Por supuesto, el prisma cambia si lo miramos más de cerca. Para los compatriotas de García Márquez, para quienes Cien años de soledad es un equivalente de nuestro Martín Fierro, hay objeciones que tienen que ver con las elecciones del elenco (acentos, colores de piel), con los escenarios y hasta con algunos personajes que, luego de décadas de imaginación, quedaron asociados a una cara que quizás no era la esperada.
Como en el caso de Granizo, serie filmada en Córdoba, pero carente de cualquier tipo de sentimiento local, el diálogo entre el sabor local y las necesidades del entretenimiento global pueden ser muchas veces incongruente, contrapuestas. En esta oportunidad no obstante, la sensación que dejan la primera temporada de Cien años de soledad –será dividida en dos de ocho episodios cada una– no tiene nada que ver con la película protagonizada por Guillermo Francella.
El poder de nombrar el mundo
Para quienes no conocíamos demasiado de la familia Buendía y de las siete generaciones que forman parte del relato de García Márquez, la historia comienza con un gancho irresistible. “Muchos años después, frente al pelotón de fusilamiento, el coronel Aureliano Buendía había de recordar aquella tarde remota en que su padre lo llevó a conocer el hielo”, anuncia el narrador mientras la impresionante mirada del actor Claudio Cataño (el Aureliano adulto) nos congela de tensión.
A partir de allí, a manera de recorrido de un linaje familiar enrevesado y no siempre entendible de buenas a primeras, volvemos al origen de todo. José Arcadio Buendía y Úrsula Iguarán, su boda, la maldición que los perseguirá y los hará huir en busca de un lugar nuevo, la travesía inconclusa hasta el mar, entre sierras y ciénagas interminables, y los primeros momentos de una tierra prometida a construir desde cero. De ahí en más, los diferentes recovecos de una historia en la que la cuota siempre presente del llamado realismo mágico está ahí para decirnos que nada es del todo imposible.

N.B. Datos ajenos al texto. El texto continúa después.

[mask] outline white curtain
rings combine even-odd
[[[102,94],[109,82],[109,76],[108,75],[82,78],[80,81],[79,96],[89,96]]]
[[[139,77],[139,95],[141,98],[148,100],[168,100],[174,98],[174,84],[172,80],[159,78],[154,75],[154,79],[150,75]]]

Por supuesto, nada sería posible si el guion desoyera aquello que define al libro y su magia. La prosa de García Márquez, presente aquí, allá y en todas partes, es un capital que reparte dividendos en cada nueva aparición de una frase, una palabra o un adjetivo que se conecta directamente a las páginas de la novela publicada en 1967. Si hasta ese mismo universo lingüístico es el que permite descubrir a Macondo, ese paraje que comienza siendo un rancherío y crece hasta convertirse en una verdadera ciudad. Todo “a la orilla de un río de aguas diáfanas que se precipitaban por un lecho de piedras pulidas, blancas y enormes como huevos prehistóricos”.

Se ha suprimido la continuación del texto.